After I made up the dutchmans for the old bucksaw I have out of some Black Locust. I want to nab a few pieces to take with me to the new house. 
I know that it floureses under Black light and figured it's a good contrasting wood for some Duckcalls, jewlery boxes and such I want to make. 
Out back in the field here at the house, I moved the fence behind some old growth wood,bushes and blackberrys to let the goats eat it down. The landlord and I cut up some of the Black locust trees that had fallen over. 

It's still a mess but most is bucked up. 




















There's a mama Fox and two kits living under the laydown.









So I grabbed the chainsaw and went to town. But, boy this stuff is tough..










Now this is where you guys come in... I brought them up to the shop and hacked off the bark. 










I know the cut ends check real bad.. within a few hours infact. 
So I took some waterbased clear and painted the ends and cut sides.










I'm hoping that this will do the trick. I dont have a way to quick dry it out. and I'm not going to need any of it for 6 months to a year... 

Did I do alright? what would you have done? I have a couple more 4-5' logs to do it again.


----------



## BigJim (Sep 2, 2008)

That is some pretty wood but it is harder than superman's knee caps. The more it dries the harder it gets. If I were trying to keep some lumber from splitting I would have done the same as you did.

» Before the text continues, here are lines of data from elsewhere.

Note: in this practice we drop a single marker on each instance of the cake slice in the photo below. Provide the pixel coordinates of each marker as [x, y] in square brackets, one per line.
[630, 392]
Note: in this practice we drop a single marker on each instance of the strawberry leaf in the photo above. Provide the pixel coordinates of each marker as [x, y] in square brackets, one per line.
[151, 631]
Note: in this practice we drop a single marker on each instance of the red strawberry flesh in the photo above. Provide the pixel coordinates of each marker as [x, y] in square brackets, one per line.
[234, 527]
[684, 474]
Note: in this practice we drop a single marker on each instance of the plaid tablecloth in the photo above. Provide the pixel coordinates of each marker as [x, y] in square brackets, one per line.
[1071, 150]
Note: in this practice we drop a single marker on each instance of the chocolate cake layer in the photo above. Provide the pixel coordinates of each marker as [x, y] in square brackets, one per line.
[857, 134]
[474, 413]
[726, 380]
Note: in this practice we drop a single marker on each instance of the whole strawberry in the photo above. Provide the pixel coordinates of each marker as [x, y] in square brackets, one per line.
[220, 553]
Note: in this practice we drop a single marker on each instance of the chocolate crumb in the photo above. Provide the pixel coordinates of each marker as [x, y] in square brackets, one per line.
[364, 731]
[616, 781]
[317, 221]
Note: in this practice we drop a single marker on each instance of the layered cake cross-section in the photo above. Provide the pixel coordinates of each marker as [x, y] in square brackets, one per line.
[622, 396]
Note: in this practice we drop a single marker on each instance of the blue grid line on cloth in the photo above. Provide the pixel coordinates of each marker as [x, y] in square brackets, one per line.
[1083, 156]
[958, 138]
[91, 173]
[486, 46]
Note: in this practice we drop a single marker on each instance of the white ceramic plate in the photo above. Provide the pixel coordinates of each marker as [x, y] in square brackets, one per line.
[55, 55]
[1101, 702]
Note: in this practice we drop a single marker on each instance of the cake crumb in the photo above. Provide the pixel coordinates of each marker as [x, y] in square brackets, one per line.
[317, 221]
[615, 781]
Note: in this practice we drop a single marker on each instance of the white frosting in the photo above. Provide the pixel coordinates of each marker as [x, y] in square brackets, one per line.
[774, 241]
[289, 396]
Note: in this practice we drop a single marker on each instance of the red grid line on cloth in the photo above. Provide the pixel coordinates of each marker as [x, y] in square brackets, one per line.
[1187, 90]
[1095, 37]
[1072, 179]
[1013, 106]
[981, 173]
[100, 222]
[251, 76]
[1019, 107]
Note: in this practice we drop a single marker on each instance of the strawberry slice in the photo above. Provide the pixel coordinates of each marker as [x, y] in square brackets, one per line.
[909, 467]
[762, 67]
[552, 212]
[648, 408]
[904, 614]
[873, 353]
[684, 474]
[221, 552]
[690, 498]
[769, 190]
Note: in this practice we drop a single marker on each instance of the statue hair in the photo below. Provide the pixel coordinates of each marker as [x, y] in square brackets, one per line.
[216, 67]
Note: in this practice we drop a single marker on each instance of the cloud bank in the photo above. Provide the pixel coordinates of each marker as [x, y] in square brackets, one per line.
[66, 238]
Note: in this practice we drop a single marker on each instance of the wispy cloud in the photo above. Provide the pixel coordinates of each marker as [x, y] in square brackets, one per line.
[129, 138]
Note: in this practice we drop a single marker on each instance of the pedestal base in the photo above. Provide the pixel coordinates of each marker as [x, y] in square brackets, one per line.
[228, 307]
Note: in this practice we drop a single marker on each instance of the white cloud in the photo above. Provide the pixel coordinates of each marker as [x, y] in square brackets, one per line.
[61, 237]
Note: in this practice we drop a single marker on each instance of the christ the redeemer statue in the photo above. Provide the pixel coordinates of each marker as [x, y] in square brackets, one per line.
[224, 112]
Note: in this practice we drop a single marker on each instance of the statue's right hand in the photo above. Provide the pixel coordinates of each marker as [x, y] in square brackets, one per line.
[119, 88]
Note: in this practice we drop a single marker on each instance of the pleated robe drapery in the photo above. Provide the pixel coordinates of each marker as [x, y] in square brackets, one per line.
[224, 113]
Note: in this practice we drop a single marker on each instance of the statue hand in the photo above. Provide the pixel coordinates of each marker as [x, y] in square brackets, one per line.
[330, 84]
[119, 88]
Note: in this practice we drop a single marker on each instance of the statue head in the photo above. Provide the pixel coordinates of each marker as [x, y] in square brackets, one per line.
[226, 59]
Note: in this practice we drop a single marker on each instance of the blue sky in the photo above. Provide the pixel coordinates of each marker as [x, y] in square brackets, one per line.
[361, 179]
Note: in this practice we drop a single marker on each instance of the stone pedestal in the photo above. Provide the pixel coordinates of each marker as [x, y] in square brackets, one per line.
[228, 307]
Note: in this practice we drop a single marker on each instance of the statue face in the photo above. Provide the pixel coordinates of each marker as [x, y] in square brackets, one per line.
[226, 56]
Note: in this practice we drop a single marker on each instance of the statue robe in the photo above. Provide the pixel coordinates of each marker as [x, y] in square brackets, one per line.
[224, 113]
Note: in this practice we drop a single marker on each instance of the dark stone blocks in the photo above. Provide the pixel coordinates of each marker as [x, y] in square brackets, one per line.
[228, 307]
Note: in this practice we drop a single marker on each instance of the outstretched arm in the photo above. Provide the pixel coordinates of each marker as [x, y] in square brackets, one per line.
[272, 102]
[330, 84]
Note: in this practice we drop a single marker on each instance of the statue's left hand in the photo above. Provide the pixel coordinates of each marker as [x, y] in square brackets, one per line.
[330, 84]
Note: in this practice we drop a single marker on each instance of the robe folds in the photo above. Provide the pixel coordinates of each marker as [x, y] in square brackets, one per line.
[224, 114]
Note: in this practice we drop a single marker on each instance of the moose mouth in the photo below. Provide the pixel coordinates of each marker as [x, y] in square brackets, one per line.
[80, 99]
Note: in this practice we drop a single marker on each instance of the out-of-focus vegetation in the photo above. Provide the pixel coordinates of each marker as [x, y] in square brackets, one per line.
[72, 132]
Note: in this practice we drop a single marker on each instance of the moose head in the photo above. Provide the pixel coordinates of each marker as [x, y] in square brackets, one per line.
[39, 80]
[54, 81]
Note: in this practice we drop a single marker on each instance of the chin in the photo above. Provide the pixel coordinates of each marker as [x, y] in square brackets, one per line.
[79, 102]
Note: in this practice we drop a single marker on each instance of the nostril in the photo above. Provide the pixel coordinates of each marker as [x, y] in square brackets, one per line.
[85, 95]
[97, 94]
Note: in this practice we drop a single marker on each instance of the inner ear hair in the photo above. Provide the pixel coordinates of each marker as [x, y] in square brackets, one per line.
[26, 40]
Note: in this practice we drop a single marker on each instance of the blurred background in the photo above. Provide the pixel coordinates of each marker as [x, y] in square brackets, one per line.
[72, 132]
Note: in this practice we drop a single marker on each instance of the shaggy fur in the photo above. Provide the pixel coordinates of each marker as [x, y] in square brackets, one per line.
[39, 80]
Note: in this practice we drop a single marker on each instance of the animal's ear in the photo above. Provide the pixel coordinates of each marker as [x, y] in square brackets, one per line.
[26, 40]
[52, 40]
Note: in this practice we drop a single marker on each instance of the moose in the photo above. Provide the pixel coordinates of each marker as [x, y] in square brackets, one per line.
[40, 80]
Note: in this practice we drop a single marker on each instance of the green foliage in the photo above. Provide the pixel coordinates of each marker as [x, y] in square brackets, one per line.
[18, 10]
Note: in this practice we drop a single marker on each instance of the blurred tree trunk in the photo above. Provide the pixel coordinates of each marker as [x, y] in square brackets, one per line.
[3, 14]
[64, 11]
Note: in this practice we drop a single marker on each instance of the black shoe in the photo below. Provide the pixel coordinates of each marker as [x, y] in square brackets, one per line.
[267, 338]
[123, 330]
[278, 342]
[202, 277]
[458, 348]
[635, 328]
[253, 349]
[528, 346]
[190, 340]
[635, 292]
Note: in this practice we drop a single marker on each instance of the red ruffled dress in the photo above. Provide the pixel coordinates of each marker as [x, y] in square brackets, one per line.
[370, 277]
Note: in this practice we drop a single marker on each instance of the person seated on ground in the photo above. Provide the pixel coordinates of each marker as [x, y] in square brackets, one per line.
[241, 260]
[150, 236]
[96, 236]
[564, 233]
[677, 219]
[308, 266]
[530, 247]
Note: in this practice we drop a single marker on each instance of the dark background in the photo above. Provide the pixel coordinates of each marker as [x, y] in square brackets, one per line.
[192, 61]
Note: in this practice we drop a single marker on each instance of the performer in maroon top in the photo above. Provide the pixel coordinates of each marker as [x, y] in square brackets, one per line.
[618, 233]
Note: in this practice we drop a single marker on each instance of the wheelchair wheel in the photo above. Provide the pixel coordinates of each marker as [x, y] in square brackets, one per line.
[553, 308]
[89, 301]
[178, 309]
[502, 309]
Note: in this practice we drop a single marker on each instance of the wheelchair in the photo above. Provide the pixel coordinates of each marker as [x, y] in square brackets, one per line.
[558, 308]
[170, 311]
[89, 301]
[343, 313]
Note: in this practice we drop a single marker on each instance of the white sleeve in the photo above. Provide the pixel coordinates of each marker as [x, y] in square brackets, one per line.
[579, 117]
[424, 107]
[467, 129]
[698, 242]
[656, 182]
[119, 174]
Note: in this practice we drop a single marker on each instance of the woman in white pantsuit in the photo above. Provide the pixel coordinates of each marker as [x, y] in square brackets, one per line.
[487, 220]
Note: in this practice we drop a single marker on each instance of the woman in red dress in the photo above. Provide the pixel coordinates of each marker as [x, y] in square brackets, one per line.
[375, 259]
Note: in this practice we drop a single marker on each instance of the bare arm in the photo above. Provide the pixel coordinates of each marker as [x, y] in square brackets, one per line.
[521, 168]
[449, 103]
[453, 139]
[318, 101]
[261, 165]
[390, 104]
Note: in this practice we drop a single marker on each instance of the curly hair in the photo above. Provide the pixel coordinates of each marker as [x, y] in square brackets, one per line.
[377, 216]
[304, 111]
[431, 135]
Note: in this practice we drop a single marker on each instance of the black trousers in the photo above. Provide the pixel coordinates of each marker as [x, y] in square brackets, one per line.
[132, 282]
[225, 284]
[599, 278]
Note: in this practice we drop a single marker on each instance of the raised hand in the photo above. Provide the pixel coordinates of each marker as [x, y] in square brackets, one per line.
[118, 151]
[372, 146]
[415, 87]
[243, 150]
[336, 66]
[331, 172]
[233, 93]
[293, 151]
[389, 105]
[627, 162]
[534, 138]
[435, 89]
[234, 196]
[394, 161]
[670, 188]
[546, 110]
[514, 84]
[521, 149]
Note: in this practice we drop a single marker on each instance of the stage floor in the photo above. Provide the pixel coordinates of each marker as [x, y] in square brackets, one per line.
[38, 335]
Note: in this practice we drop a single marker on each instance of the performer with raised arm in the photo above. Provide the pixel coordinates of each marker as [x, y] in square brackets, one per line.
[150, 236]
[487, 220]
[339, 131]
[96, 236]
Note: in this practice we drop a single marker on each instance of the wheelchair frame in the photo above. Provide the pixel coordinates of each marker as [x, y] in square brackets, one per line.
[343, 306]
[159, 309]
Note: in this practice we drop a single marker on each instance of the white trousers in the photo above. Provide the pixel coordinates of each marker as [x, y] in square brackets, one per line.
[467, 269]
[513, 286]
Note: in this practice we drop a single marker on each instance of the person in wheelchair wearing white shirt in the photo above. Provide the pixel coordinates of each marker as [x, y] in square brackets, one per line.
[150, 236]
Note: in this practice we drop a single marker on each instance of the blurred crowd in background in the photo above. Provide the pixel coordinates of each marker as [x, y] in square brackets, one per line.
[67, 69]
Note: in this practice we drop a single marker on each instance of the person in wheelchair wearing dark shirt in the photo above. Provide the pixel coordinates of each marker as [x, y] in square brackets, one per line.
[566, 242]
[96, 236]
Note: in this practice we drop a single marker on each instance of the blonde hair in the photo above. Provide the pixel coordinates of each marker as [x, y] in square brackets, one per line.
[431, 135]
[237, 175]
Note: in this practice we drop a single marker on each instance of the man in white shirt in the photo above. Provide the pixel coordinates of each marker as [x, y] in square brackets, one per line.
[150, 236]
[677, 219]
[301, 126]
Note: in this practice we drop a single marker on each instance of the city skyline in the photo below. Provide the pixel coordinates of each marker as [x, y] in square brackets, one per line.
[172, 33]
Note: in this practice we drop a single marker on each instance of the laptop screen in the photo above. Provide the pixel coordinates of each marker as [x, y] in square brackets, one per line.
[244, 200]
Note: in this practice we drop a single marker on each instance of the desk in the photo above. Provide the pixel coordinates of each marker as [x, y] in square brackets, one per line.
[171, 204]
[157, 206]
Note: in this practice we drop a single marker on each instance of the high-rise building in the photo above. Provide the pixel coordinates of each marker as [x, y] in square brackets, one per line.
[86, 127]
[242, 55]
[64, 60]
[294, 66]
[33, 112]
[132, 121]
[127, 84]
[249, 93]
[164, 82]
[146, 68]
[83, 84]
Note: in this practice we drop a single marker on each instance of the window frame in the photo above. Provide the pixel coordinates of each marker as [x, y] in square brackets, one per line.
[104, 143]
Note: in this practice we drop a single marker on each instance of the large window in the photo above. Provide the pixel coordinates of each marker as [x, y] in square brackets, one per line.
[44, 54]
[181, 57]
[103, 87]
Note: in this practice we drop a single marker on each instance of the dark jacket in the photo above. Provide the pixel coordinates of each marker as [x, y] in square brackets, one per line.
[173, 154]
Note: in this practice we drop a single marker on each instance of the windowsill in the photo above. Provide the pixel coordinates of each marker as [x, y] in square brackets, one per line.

I have seen folks use the Black Locust for fence post and later the posts sprouted leaves, it is some tough wood.


----------



## Fishbucket (Aug 18, 2010)

yeah, I was reading up that they brought it over for just that... fence posts, because it was so hard to put a tool thru. 
They have had them last close to 100 yrs in the ground. And I believe it too. some of the down trees out back the landlord says been there 40 yrs. and narry a punky spot or rotten where it laid on the ground. 

We ate a couple chains getting thru the dead/dry stuff. :thumbdown: 
I'm mostly going to use it for small parts and inlays... maybe some gun grips.... heck, I may just use them for stepping stones.:laughing:


----------



## TexasTimbers (Oct 17, 2006)

I can already tell that's going to be some eye candy. BL can be plain like any wood, but is beyootiful when it shows the color spectrum of the species in a single short section like yours appears to have. Nice find.





>


----------